Part of our efforts are devoted to the characterization of complex I. This complex is the less understood of all the enzymes of the respiratory chain, mainly because of its large size. By combining genomic and proteomic approaches, we have identified at least 42 subunits in Chlamydomonas complex I (Cardol et al., 2004). Except for ND2, all the mitochondria-encoded subunits (ND1, ND4, ND5 and ND6) have been inactivated by random mutagenesis (Cardol et al., 2002; Remacle et al., 2001; Cardol et al., 2008) or site-drected mutagenesis (Remacle et al., 2006; Larosa et al., 2011). We have extended our work to ND3 and ND4L nucleus-encoded subunits, by using the RNA interference technique to silent the expression of the genes (Cardol et al., 2006).

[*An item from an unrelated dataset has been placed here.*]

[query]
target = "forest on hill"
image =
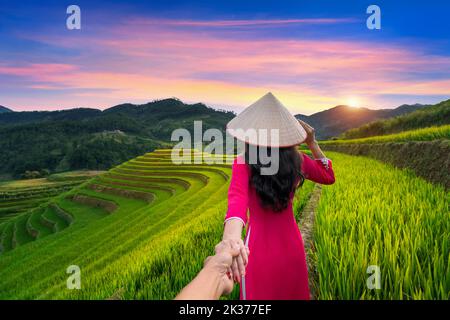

We are also exploring the structure of complex IV and are trying to elucidate the role of some chaperones involved in the delivery of copper to the enzyme. The mitochondrial mutants and suppressors that we have isolated by far were made by random mutagenesis with acriflavin (Remacle et al., 2004; Remacle et al., 2001). However, site-directed mutagenesis of the mitochondrial DNA would represent a valuable tool. In collaboration with Dr Nathalie Bonnefoy (CGM, Gif-sur-Yvette, France), we are now trying to set up a method to efficiently transform Chlamydomonas mitochondria in order to introduce point mutations in respiratory genes present on the mitochondrial DNA of the alga.